先程からの攻撃でシールドエネルギーは残り200程しかない、確信はないが仕掛けるならこれが最後になるだろう。
「一か八かだ!」
再び
――やっぱり! それにこの配置……分かったぞ。
セシリアが放つレーザーを体を捻りながらなんとか躱す。加速中に無理に体を捻ったからか、白式の所々から嫌な音が聞こえる。だが、普通に躱すよりも時間の余裕が出来たお陰で動きが止まっているビットの一つを破壊することが出来た。
よっし! いけるぞ!
「なんですって!?」
ビットを破壊された事に驚いているセシリアに勢いのまま斬りかかる。反応が遅れた為か回避には成功するが大きくバランスを崩したようだ。
「くっ……!」
しかし、流石は代表候補生。バランスを崩しながらもビットに命令を送っているようで、此方に銃口を向けながら向かってきている。だが――。
「この兵器は毎回お前が命令を送らなければ動かない! そして――」
急いで命令を送ったからだろう、単調な軌道をするビットをさらに一つ破壊する。
「その時、その時お前はそれ以外の攻撃が出来ない。ビットの制御に意識を集中させているからだ。違うか?」
「……」
図星なのか、セシリアは顔を引きつらせながら黙っている。
ビットはあと二つ、軌道も読めた。これは、必ず俺の反応が遅い角度を狙ってくる。二つなら何とか誘導することも出来るだろう。

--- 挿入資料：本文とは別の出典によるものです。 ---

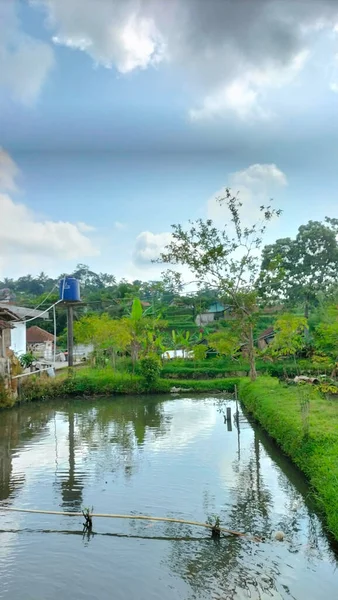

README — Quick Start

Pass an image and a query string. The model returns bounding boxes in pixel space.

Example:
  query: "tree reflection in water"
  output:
[0,406,53,505]
[166,412,334,600]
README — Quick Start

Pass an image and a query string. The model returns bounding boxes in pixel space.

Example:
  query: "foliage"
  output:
[20,368,238,402]
[193,344,208,361]
[258,218,338,317]
[160,189,281,379]
[208,327,241,358]
[239,377,338,539]
[74,313,132,366]
[140,354,161,389]
[0,376,14,408]
[268,314,307,356]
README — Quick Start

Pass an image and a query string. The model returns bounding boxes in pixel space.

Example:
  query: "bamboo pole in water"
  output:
[0,506,262,542]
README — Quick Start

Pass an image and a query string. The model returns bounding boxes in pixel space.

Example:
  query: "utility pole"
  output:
[67,304,74,367]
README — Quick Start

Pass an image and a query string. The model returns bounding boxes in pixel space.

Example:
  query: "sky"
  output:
[0,0,338,280]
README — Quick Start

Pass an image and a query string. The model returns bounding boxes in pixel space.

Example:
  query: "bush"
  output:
[140,354,161,389]
[239,377,338,539]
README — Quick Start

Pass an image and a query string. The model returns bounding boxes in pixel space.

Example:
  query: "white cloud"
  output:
[31,0,338,120]
[76,221,95,233]
[207,164,287,224]
[32,0,164,73]
[133,231,171,266]
[0,1,54,104]
[0,151,99,273]
[114,221,127,230]
[0,147,19,191]
[189,50,309,121]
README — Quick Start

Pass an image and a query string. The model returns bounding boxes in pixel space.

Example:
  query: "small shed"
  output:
[195,301,226,327]
[0,302,49,356]
[26,325,55,360]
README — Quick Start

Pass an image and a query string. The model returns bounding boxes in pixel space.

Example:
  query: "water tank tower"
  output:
[59,277,81,303]
[59,277,81,367]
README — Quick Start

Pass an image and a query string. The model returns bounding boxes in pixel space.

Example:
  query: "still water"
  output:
[0,396,338,600]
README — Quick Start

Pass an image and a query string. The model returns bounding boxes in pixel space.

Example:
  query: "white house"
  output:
[0,302,49,356]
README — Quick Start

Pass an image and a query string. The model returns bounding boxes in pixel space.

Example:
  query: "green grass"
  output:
[161,358,325,379]
[15,368,238,402]
[239,377,338,539]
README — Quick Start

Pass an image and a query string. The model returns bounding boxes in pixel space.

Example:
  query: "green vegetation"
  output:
[13,368,238,406]
[239,377,338,539]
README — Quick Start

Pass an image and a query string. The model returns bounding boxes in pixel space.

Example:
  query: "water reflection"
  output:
[0,397,338,600]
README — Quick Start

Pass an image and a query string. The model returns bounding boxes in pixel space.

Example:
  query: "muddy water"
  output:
[0,396,338,600]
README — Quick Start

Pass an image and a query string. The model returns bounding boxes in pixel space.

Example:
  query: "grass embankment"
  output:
[239,377,338,540]
[161,358,332,379]
[13,368,238,402]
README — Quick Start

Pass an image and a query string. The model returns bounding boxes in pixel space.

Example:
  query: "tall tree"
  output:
[258,217,338,318]
[159,188,281,379]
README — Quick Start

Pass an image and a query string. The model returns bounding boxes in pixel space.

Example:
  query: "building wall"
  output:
[11,323,26,356]
[195,313,215,327]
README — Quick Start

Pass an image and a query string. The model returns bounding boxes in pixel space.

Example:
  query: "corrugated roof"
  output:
[0,302,49,320]
[0,319,14,329]
[206,302,225,312]
[26,325,54,344]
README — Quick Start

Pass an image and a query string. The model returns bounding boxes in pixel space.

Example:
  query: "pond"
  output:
[0,396,338,600]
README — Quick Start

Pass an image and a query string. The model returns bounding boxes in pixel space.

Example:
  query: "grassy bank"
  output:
[161,358,332,379]
[12,368,238,402]
[239,377,338,540]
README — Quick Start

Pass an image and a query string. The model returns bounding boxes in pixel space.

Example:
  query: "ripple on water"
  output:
[0,397,338,600]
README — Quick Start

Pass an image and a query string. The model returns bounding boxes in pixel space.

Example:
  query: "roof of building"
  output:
[0,302,49,321]
[26,325,54,344]
[206,302,225,312]
[0,319,14,329]
[258,327,275,340]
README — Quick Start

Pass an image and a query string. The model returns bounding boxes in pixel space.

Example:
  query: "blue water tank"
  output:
[59,277,81,302]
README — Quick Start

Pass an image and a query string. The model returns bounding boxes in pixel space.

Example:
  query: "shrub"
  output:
[140,354,161,389]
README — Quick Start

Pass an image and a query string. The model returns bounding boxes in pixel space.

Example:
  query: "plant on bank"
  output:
[140,354,161,389]
[157,188,281,380]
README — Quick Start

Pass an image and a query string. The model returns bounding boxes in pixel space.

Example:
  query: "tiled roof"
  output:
[26,325,54,344]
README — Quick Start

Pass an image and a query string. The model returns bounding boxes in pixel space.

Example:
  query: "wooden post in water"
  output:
[67,304,74,367]
[235,385,239,429]
[227,406,232,431]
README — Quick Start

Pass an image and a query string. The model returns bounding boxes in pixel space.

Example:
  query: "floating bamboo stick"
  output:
[0,506,262,542]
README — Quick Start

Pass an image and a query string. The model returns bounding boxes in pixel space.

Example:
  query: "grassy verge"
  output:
[161,358,332,379]
[239,377,338,540]
[15,368,238,402]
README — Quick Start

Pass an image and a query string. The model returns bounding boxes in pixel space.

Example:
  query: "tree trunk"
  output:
[248,325,257,381]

二つのビットが俺の周りを飛び回る。俺はわざと一機のビットだけに集中する。
そうだ、この時の俺はここが見えていない!
予想通りの位置でビットが射撃体勢に入る。試合開始時に比べて機体の動作に慣れてきたのか、最適化が進んだ結果なのかは分からないが、一つ目のビットを破壊した時よりも簡単に破壊することが出来る。そして、そのままの勢いでセシリアへ接近する。
――獲った!
レーザーを避けることで精一杯だった最初からは考えられないが、勝利への道が見えてきた。しかし――
「――かかりましたわ」
セシリアがニヤリと笑う。本能的に危険だと感じるがもう遅い。
「おあいにく様、ブルー・ティアーズは六機あってよ!」
腰部のアーマーが開き、ミサイルが姿を現す。距離的に回避は間に合わない。
ドォォォンッ!
凄まじい音。そして、爆発の閃光に俺は包まれた。
◇
「はぁぁ……。すごいですねぇ、織斑君。天野さん、いったいどんな特訓をしたんですかぁ?」
一夏君がアリーナに出てから既に20分程経過している。ピット内のモニターで一夏君とオルコットさんの試合を見ていた山田先生が称賛の言葉を呟いている。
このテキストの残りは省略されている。